I was trying to sing up for a UPS My Choice premium account from Techbargains. They asked me to verify myself through some security qusetions; IS THIS THE HOUSE NUMBER YOU SHARED WITH X?, IS THIS WHEN YOUR HUSBAND WAS BORN?, HAVE YOU NEVER LIVED IN ONE OF THESE CITIES? The scary thing was that the answer to these questions were more than 20 yrs old in some cases. They have some deep data. I would be scared.
======
inetsee
I suspect that this is not actually UPS asking these questions. I believe that
this is a third party identity verification service that uses publicly
available information to confirm that you are who you say you are. My credit
union does something similar, instead of security questions, whenever I log in
from a new, never before used, IP address.

------
Spoom
How would you suggest that they verify that you are who you say they are?

If they didn't have some form of verification, anyone could sign up for an
account saying they were you, and cancel or redirect any packages going to
your home.

As another comment has explained, this is a third party verification service;
they use public records and credit report information to verify your identity.
Fedex does the same thing.

------
jgeorge
That's a service of one of the big credit reporting companies - Experian I
think, or maybe Equifax.
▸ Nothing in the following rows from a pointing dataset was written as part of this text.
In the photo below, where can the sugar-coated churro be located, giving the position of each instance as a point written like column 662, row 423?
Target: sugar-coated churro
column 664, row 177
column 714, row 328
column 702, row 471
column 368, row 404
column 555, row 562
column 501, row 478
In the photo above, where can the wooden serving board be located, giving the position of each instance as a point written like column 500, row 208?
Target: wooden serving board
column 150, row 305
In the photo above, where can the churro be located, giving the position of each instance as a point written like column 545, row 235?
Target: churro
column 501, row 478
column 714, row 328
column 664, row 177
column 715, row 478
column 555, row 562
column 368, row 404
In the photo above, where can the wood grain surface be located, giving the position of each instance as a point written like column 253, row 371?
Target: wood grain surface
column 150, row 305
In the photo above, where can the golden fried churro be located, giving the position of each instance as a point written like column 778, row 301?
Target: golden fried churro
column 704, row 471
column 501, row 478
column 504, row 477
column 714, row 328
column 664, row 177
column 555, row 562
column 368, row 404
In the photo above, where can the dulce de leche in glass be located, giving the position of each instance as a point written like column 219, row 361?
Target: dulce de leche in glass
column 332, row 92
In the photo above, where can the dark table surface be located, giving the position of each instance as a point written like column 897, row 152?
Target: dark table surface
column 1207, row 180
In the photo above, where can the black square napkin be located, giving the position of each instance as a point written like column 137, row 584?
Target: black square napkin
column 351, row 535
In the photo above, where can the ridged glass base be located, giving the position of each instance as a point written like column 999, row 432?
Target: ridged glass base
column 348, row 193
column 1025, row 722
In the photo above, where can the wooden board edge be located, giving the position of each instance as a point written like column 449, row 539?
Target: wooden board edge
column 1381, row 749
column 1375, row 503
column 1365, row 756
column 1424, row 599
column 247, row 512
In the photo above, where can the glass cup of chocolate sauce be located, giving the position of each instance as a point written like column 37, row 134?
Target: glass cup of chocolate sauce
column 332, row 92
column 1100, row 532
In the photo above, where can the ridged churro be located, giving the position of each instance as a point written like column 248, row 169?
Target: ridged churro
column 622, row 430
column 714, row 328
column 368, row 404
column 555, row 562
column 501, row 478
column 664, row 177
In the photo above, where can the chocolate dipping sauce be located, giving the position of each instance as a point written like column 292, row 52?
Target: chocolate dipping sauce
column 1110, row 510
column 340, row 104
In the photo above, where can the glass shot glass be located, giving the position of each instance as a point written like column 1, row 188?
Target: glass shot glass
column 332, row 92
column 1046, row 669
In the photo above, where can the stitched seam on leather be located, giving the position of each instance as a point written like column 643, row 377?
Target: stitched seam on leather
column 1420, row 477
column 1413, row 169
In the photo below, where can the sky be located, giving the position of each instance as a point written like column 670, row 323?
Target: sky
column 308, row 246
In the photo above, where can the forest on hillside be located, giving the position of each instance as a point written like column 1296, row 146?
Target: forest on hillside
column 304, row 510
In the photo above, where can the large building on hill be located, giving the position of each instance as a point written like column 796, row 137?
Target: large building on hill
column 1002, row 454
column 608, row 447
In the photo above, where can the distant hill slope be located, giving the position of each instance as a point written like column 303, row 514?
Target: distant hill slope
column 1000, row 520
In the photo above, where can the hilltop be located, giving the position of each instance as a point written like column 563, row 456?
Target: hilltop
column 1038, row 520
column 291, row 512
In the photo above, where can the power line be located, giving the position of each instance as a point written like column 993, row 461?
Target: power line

Heck, maybe both. UPS doesn't know this data about
you, the verification service pulls it from your credit file to determine if
you are who you way you are, since the data is more historical (and more
personal) than common password identification type questions.

------
anigbrowl
This is why I keep saying that privacy advocates worry too much about the
government (which is heavily constrained by law) and not nearly neough about
the private sector. Some of the big data brokerages like Acxiom really do seem
to know more about consumers than they do themselves.